Le Groupe de travail sur le journalisme et l'avenir de l'information au Québec a rendu publiques les conclusions de ses travaux. Au total, il fait 51 recommandations, dont la principale est l'adoption d'une loi reconnaissant le statut de journaliste professionnel. Cette loi accorderait des avantages fiscaux aux entreprises qui embauchent des journalistes détenteurs du titre qui deviendrait, souhaite-t-on, un sceau de qualité aux yeux du public. Le rapport propose en outre des mesures pour enrichir la diversité des voix médiatiques en région, renforcer la déontologie et éduquer les jeunes aux médias. Entretien avec la présidente du groupe, Dominique Payette, ancienne journaliste aujourd'hui professeure au département d'information et de communication de l'Université Laval.

Q: Vous proposez l'adoption d'une loi qui reconnaîtrait le statut de journaliste professionnel. N'est-ce pas un peu idéaliste de croire que cela va régler les problèmes des médias au Québec?

R: Au contraire, c'est une approche très pragmatique. On a décidé d'employer le langage de l'argent parce que c'est celui des entreprises de presse. On leur offre donc un crédit d'impôt de 40% à l'embauche d'un journaliste qui possède le titre professionnel et qui, donc, répond à certains critères. Ces critères devront être établis par les journalistes eux-mêmes. Autre proposition: seules les entreprises de presse reconnues par le Conseil de presse du Québec auraient droit aux revenus de la publicité gouvernementale, une enveloppe d'environ 82 millions de dollars. Nous pensons que cette mesure incitative va convaincre les entreprises. Cela dit, on ne prétend pas qu'un statut professionnel va tout régler. Mais il va certainement contribuer à augmenter la qualité du journalisme pratiqué au Québec puisque les journalistes professionnels devront se conformer à un code de déontologie unique.

Q: Que répondez-vous à ceux qui estiment que de grands groupes comme Quebecor ou Gesca n'ont pas besoin d'une aide financière du gouvernement?

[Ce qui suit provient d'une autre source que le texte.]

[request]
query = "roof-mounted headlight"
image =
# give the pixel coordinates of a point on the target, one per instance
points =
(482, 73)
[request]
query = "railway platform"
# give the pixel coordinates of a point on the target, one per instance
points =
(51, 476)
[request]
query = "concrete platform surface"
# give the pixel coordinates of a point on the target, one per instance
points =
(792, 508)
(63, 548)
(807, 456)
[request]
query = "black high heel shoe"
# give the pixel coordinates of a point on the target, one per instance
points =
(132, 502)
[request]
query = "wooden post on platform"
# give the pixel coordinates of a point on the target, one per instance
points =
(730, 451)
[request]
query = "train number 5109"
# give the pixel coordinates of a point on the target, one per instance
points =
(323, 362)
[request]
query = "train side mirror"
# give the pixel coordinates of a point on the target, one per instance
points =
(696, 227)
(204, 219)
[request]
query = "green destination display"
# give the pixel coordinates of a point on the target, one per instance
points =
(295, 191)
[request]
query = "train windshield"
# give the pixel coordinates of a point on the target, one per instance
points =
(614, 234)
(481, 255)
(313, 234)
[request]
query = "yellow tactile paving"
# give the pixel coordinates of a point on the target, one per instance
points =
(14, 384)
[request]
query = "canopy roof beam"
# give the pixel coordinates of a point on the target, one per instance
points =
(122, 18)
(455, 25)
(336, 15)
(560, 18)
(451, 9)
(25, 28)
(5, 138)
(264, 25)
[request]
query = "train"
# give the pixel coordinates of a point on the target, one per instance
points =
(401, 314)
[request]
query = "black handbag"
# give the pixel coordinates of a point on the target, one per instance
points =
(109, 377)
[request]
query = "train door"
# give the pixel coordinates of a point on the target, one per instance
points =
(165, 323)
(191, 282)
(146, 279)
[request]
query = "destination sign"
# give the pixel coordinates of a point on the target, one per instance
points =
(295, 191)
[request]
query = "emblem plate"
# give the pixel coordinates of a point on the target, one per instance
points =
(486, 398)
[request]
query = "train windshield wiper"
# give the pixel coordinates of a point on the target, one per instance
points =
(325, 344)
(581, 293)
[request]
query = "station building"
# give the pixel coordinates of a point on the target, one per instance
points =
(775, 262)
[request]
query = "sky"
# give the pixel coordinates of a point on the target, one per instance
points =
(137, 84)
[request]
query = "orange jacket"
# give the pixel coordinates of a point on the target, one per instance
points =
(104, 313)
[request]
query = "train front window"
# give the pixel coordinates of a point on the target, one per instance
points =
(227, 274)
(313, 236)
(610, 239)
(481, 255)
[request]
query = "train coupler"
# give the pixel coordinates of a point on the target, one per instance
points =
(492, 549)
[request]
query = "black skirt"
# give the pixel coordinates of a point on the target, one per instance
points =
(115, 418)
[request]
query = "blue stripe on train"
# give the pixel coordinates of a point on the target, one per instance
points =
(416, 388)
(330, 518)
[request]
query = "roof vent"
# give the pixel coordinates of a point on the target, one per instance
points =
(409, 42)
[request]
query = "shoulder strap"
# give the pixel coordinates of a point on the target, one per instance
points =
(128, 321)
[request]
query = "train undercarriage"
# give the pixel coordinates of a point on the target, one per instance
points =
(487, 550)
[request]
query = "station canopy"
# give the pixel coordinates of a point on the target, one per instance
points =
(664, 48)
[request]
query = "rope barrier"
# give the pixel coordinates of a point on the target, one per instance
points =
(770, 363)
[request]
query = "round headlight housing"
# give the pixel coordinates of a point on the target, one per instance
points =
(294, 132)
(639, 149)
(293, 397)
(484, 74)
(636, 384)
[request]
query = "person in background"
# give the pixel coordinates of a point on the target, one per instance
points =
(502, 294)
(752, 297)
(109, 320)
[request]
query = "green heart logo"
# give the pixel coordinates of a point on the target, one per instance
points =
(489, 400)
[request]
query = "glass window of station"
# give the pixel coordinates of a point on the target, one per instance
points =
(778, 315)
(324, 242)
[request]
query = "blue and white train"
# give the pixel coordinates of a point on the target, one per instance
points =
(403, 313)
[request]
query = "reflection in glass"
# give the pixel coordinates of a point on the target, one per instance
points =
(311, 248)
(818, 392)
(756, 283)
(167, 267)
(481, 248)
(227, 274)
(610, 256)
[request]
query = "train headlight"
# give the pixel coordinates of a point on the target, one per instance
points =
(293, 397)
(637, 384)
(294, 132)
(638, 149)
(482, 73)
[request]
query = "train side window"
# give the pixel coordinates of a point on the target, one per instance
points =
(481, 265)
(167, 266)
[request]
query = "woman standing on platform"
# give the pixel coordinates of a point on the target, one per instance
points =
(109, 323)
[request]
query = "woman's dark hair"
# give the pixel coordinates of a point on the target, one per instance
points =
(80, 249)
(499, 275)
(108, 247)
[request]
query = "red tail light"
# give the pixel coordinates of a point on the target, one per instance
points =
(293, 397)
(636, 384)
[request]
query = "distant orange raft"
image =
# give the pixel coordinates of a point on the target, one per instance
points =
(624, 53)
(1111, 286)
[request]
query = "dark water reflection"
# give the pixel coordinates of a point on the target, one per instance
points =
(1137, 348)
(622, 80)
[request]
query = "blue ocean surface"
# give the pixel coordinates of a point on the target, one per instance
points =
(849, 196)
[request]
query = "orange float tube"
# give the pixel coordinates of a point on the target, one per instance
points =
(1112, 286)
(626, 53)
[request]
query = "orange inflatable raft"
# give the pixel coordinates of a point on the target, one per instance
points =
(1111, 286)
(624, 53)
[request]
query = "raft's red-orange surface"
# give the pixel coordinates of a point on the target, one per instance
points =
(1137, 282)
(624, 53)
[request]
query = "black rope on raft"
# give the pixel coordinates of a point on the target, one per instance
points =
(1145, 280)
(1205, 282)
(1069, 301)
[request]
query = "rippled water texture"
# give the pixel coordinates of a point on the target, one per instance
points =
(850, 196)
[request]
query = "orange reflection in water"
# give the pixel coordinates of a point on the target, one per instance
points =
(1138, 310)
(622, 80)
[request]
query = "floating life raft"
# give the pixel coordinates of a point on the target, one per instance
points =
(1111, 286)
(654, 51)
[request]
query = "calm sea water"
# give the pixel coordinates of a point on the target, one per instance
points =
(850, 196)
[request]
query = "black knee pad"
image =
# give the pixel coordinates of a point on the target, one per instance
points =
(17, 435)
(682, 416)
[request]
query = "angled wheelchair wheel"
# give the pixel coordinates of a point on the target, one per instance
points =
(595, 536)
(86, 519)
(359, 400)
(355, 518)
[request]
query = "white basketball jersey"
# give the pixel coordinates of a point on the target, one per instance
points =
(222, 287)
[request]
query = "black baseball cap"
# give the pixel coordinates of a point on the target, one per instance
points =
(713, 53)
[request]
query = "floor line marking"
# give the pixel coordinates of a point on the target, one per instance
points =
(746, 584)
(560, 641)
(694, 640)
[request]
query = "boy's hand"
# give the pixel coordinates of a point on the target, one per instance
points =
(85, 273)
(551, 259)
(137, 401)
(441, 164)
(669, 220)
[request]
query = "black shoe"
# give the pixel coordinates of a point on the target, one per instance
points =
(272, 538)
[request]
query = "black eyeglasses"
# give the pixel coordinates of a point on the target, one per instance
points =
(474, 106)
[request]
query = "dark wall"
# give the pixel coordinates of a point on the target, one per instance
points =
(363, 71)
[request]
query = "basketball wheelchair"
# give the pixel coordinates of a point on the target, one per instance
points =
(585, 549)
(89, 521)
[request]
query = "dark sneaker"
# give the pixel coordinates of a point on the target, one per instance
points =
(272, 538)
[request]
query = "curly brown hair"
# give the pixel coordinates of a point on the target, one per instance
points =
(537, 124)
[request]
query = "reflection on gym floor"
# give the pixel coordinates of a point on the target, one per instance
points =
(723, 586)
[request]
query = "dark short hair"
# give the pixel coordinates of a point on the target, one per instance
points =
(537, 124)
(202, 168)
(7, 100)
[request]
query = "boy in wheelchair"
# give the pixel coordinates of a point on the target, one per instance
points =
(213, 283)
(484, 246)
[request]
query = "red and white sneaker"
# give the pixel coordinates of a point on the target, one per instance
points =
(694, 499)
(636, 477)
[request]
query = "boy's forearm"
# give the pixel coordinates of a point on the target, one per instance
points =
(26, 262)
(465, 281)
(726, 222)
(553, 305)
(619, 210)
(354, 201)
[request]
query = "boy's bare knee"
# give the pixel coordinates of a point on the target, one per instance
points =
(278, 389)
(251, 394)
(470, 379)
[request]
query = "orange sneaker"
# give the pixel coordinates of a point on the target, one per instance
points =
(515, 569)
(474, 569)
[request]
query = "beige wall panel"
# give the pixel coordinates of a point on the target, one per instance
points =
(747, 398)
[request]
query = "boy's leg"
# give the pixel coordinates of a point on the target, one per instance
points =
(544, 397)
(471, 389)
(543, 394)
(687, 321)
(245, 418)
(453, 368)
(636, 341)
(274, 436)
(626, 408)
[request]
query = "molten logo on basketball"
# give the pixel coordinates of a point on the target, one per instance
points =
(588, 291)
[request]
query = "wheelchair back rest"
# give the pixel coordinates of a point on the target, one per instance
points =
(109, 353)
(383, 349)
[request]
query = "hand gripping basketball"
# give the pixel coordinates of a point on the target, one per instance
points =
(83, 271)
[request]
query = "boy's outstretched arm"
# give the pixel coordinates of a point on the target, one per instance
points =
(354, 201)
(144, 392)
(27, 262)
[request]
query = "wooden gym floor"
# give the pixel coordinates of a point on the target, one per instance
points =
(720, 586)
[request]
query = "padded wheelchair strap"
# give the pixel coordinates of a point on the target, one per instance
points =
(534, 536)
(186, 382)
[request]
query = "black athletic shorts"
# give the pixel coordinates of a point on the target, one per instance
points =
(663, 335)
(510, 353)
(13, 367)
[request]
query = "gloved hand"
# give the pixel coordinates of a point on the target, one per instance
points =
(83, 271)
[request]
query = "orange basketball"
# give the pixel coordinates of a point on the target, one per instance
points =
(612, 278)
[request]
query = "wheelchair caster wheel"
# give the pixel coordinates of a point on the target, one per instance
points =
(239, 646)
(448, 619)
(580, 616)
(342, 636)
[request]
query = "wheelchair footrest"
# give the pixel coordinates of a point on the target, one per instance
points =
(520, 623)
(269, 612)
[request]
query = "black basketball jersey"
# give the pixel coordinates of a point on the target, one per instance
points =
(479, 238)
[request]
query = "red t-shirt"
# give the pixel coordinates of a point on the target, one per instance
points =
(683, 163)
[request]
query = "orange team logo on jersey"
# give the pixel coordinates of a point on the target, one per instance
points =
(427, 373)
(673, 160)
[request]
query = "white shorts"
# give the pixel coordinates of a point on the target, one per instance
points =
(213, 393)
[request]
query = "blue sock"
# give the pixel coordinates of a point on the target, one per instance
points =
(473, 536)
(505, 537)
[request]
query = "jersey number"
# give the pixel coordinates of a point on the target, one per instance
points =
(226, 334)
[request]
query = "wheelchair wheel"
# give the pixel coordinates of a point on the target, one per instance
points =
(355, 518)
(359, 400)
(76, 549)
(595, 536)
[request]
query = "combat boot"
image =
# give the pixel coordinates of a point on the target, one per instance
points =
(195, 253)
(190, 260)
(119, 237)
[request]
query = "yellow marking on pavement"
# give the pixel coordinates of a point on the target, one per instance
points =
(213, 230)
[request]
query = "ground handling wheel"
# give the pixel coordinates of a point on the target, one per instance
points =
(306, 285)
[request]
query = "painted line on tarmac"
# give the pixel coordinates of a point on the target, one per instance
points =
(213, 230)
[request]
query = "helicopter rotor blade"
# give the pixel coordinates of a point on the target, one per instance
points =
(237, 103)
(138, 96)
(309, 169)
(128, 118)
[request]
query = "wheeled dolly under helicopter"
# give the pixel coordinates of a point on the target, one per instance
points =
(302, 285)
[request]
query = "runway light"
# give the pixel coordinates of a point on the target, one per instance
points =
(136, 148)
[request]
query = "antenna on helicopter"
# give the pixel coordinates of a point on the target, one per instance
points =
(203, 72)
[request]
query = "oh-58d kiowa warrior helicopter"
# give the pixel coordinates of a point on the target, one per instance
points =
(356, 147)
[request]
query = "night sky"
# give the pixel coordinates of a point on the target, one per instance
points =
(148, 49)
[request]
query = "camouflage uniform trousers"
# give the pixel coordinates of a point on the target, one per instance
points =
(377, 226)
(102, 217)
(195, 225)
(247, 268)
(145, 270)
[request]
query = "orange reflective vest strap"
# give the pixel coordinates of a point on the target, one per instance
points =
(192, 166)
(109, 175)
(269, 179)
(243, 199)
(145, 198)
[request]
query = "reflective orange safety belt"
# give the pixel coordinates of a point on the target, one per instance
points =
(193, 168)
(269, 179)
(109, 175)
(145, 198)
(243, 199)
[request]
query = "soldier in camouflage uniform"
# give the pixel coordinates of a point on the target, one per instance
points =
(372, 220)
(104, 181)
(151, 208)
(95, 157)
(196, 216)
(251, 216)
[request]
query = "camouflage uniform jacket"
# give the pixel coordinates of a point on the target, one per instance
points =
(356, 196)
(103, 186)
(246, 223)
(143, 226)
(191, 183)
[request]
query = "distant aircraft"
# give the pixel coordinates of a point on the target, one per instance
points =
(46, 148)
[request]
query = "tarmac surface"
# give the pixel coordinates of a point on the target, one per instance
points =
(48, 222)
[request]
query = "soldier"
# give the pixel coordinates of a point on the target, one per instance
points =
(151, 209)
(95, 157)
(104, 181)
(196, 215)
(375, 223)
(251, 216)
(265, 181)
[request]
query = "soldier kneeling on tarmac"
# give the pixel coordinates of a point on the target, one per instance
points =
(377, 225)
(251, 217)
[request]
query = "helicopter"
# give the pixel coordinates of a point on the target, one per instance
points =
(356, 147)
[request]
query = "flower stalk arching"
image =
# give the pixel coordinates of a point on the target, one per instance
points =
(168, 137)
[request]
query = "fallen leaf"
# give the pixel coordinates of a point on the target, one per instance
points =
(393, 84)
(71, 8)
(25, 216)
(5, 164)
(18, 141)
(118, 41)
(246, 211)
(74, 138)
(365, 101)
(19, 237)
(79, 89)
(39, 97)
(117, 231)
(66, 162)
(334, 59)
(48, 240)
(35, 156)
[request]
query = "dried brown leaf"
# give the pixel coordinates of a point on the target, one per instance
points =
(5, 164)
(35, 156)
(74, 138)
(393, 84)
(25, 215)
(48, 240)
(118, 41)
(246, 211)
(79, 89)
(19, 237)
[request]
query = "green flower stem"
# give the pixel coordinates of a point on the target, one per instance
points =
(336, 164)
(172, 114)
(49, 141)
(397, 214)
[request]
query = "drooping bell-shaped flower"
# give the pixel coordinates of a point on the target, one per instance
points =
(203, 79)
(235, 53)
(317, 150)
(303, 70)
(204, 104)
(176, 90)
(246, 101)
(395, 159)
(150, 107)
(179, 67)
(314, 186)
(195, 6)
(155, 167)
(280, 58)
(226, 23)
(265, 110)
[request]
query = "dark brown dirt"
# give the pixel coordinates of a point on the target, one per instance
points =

R: Il ne faut pas voir cela comme une subvention aux entreprises privées mais plutôt comme une mesure pour les aider à réaliser leur mission, qui est de maintenir une information d'intérêt public de qualité. Il faut sortir de Montréal et de Québec pour voir à quel point la situation des journalistes est difficile. Dans certaines régions, le même journaliste prépare un reportage pour trois médias différents. Si un hebdomadaire régional bénéficie de crédits d'impôt qui lui permettent d'embaucher trois journalistes professionnels plutôt qu'un, cela incitera peut-être son concurrent à faire de même. Pour s'assurer que la subvention va bien à l'amélioration de la qualité de l'information et non à la promotion ou à la distribution du média, il faut une garantie que le journaliste embauché répond à certains critères. Le statut professionnel viendrait donc encadrer ces critères tout en accordant des avantages aux journalistes, comme la protection de leurs sources, par exemple.

Q: Ne risque-t-on pas de créer une pratique journalistique à deux vitesses: d'un côté, les journalistes détenteurs d'un titre professionnel et, de l'autre, ceux qui ne sont pas assujettis à un code de déontologie?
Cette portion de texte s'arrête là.